Transmembrane proteins
The human copper transporter (hCTR1) is a critical link in a chain of proteins ensuring the proper transport of potentially toxic copper ions to various intra-cell enzymes, that need them in order to fulfill many crucial functions. Failure in copper transport may result in serious illnesses, such as hemophilia, anemia, diabetes and cardiac disorders. However, due to the inherent difficulty of investigating the 3D structure and motion of proteins located in the cell membrane, little was known previously about hCTR1, and the way it actually carries the copper ions into the cell (Fig. 1, mesh).
Applying an evolution-based approach, we found elements of the protein preserved in different animals, including humans, and used this information to create a conjectured Ca-trace model of hCTR1’s transmembrane domain (Fig. 1, spirals). We then proceeded to calculate the protein’s main modes of motion (Movie 1). Finally, based on the model-structure and predicted motion, a mechanism by which the protein transports the copper ions into the cell was suggested. According to the proposed mechanism, hCTR1 lets the ions through one by one, keeping them under close control (Fig. 2). Careful ion selection and regulation are essential because free copper ions are highly reactive, potentially forming harmful free radicals. Since hCTR1 also appears to transport cisplatin into human cells, the new insight into this critical protein’s transport mechanism has significant implications for the understanding, and eventually also the improvement, of chemotherapy treatments for cancer patients.
Movie 1. An illustration of one of the main modes of motions predicted to mediate copper transport.
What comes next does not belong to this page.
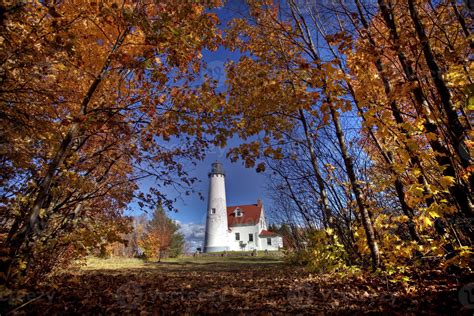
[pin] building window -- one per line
(238, 213)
Structural-genomics initiatives
Structural-genomics initiatives aim to produce crystal structures of myriad proteins. This outpouring of structural data is not matched by a similar experimental effort to understand function, and we try to fill this growing gap using phylogenetic analysis. Patches of evolutionarily conserved amino acids that are located in close proximity to each other on the protein surface (see picture on the right) are often important for biological functions; these patches may mediate the association of the protein with other proteins, RNA, DNA or ligand molecules, and may be involved in enzymatic catalysis. We continually develop the Rate4Site algorithm and ConSurf web-server for computation of the evolutionary conservation of the amino acids in proteins.
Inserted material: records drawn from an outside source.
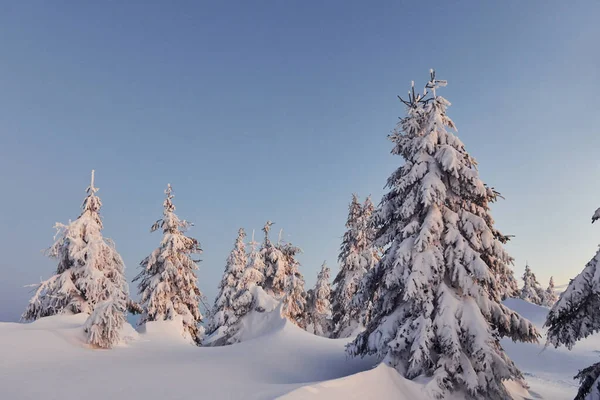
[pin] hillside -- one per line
(49, 359)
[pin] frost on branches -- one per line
(575, 316)
(283, 280)
(532, 290)
(104, 325)
(88, 276)
(319, 308)
(168, 285)
(438, 312)
(550, 296)
(294, 300)
(357, 256)
(224, 312)
(243, 301)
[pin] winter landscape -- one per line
(422, 294)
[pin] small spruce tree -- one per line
(275, 266)
(168, 285)
(532, 290)
(89, 277)
(550, 296)
(575, 316)
(319, 306)
(357, 256)
(439, 308)
(294, 298)
(224, 313)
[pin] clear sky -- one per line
(257, 110)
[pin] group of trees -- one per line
(422, 277)
(89, 277)
(274, 268)
(533, 292)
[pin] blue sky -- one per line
(280, 110)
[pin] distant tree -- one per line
(575, 316)
(318, 304)
(357, 256)
(550, 296)
(275, 266)
(532, 290)
(439, 310)
(224, 313)
(254, 274)
(243, 300)
(283, 280)
(168, 285)
(294, 298)
(89, 275)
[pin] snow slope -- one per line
(49, 359)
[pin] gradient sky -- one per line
(257, 110)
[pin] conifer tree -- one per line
(575, 316)
(439, 310)
(550, 296)
(89, 276)
(357, 256)
(243, 301)
(283, 280)
(254, 274)
(294, 298)
(224, 313)
(532, 290)
(168, 285)
(318, 304)
(275, 268)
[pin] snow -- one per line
(50, 359)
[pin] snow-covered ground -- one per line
(49, 359)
We develop other computational tools to identify key amino acids that are functionally important, and use them to investigate specific protein families. For example, we develop methodology to look for amino acids that determine specific traits (slight function alterations) within homologous proteins. We also develop methods to search for pairs of amino acids with similar evolutionary history, i.e. pairs of residues that change in tandem and manifest correlated (or compensatory) mutation behavior. We use these methods to investigate selected protein families. As an example, by the use of these and other computational tools, we studied the EGF receptors (also called ErbB and HER), which are involved in breast and lung cancers (EGFR), and suggested a new mechanism of regulation by these proteins. The model provides an explanation, at the molecular level, for the effects of cancer-causing EGFR mutations, and suggests a novel therapeutic venue for EGFR-related cancer.
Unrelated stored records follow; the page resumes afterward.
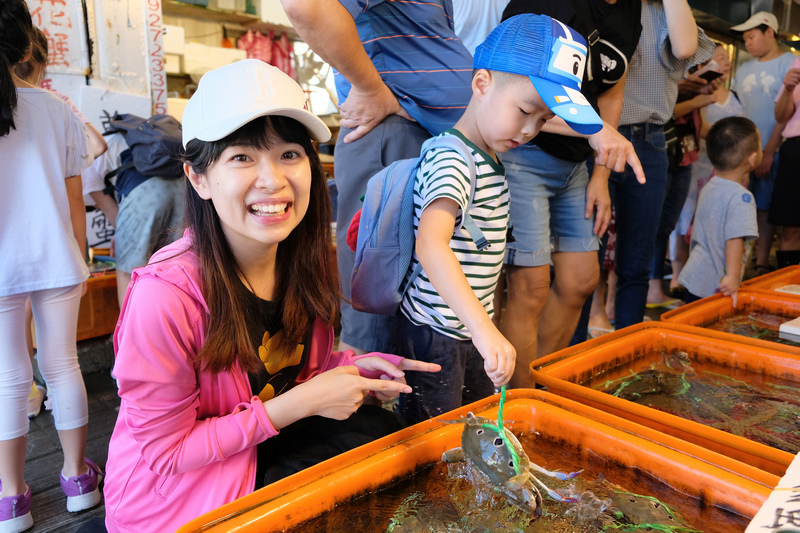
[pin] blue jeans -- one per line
(462, 379)
(638, 211)
(678, 183)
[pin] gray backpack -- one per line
(385, 245)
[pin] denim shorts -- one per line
(762, 188)
(548, 199)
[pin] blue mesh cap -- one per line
(552, 55)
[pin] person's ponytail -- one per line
(16, 28)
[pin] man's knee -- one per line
(528, 287)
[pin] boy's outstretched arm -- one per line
(734, 250)
(436, 226)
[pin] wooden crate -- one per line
(99, 307)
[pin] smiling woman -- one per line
(225, 338)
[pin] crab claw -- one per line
(517, 481)
(563, 476)
(554, 493)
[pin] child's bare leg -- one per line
(597, 313)
(528, 289)
(681, 255)
(611, 295)
(73, 443)
(576, 276)
(12, 466)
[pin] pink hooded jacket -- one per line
(185, 440)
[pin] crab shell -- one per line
(489, 452)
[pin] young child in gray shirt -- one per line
(725, 221)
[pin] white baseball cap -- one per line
(229, 97)
(762, 17)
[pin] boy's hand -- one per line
(499, 356)
(729, 284)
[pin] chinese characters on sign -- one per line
(61, 21)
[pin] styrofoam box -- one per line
(174, 39)
(200, 58)
(790, 330)
(172, 63)
(231, 5)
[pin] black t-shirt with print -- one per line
(280, 371)
(618, 27)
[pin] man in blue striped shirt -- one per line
(402, 76)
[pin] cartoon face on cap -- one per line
(568, 56)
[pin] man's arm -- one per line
(762, 171)
(331, 32)
(609, 104)
(681, 27)
(784, 107)
(734, 249)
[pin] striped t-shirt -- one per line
(444, 173)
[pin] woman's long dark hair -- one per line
(38, 57)
(307, 281)
(16, 28)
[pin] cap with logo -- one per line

Systems biology and protein-interaction networks
Ample data on inter-protein interactions are available from high-throughput studies, using, e.g., the yeast two-hybrid method and complex-purification techniques using mass-spectrometry. These relatively recent data are attractive in that they provide vast amounts of interaction data. However, they suffer from a high frequency of false positive interactions and systematic omissions. We aim to bridge the gap between this and structural data as a means to improve the quality of protein networks.